Overall, this influence seems to work to the advantage of the treaty. According to researchers at Griffith University, Brisbane, secretariat of the World Trade Organization can play a critical role in achievement of its goals. The secretariat of the UNFCCC has been the subject of interest for many researchers, who have generally found its influence to be quite positive. Social scientists have found that the secretariat has “has gradually loosened its straitjacket and expanded its original spectrum of activity by engaging different sub-national and non-state actors into a policy dialogue.” Yet another group of researchers based in Germany demonstrated that this secretariat is increasingly taking on the role of a knowledge broker and connecting various actors, which will be important for the implementation of the Paris Agreement.
What to do, then?
Such roles are not highly visible from the outside, however. I am not going to make the claim that all that is keeping us from solving the world’s challenges is the temerity of the international civil servants. But everything counts in this time of hyper action. We could take a number of actions to use this under-acknowledged but important factor behind the success of multilateral systems.
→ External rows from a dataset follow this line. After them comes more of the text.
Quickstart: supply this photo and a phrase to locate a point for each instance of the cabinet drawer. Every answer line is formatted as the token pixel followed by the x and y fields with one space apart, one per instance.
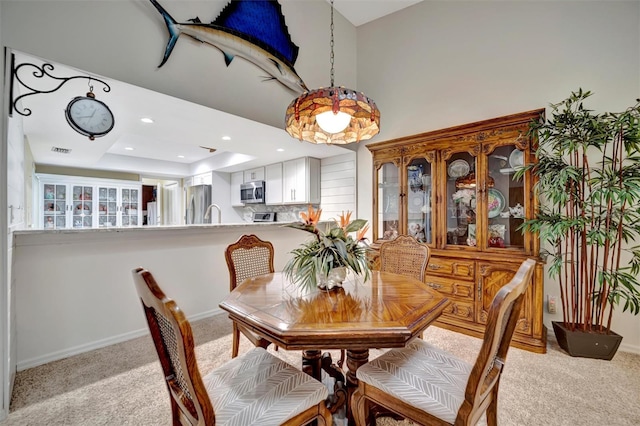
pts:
pixel 462 269
pixel 460 310
pixel 451 287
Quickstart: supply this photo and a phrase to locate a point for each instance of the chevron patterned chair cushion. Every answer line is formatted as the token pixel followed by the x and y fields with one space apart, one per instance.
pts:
pixel 421 375
pixel 259 388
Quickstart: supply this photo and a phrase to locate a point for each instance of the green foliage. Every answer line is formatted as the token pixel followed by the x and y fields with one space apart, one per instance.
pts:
pixel 332 248
pixel 588 182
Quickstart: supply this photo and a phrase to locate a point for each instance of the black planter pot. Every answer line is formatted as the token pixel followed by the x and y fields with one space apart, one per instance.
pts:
pixel 587 345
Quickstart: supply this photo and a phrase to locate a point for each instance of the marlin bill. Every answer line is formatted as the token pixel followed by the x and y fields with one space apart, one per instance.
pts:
pixel 240 30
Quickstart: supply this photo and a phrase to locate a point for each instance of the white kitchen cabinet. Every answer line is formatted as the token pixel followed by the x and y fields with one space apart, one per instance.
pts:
pixel 237 179
pixel 254 174
pixel 76 202
pixel 274 184
pixel 301 181
pixel 119 205
pixel 64 204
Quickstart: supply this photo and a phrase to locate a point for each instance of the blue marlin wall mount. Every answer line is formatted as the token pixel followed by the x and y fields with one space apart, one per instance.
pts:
pixel 240 30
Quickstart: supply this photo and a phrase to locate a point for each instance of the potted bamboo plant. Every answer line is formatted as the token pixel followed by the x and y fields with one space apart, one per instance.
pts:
pixel 588 182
First, we would need to explicitly acknowledge the crucial role played by secretariats. This would entail a clear assessment (both in the peer-reviewed literature as well as in evaluative evidence) of the degree of influence that secretariat staff exercise on the outcome of decision-making processes. Second, this acknowledgment and evidence could inform the way we recruit and design jobs. The extent to which this informs recruitment currently is not clear. But it is illustrative that the UN job portal highlights three values: integrity, professionalism, and respect for diversity. While these are noble qualities, this does not explicitly account for the responsibility for outcomes.
Thirdly and importantly, the acknowledgement of the role of secretariats could also reflect in capacity and accountability. Generally speaking, international organizations maintain high standards of integrity. But if indeed international bureaucrats do influence success of their organizations, perhaps the success of their careers could be measured not just by the efficiency or number of meetings (timeliness and clarity of information, for example), but by the impact or quality of the decisions. This would give the staff a bigger and more explicit stake in the success of the organizations they serve. In turn this would also require giving them the tools for their organization to succeed, while also making them accountable for this success.
After all, if we expect international organizations to consider moonshot approaches or for the secretariats to have delegated authority to make decisions, rethinking the role of the staff of these organizations could be worthwhile. If this really is the hyper year for international commitments on environment, every last bit is important. And better accountability may be worth the effort.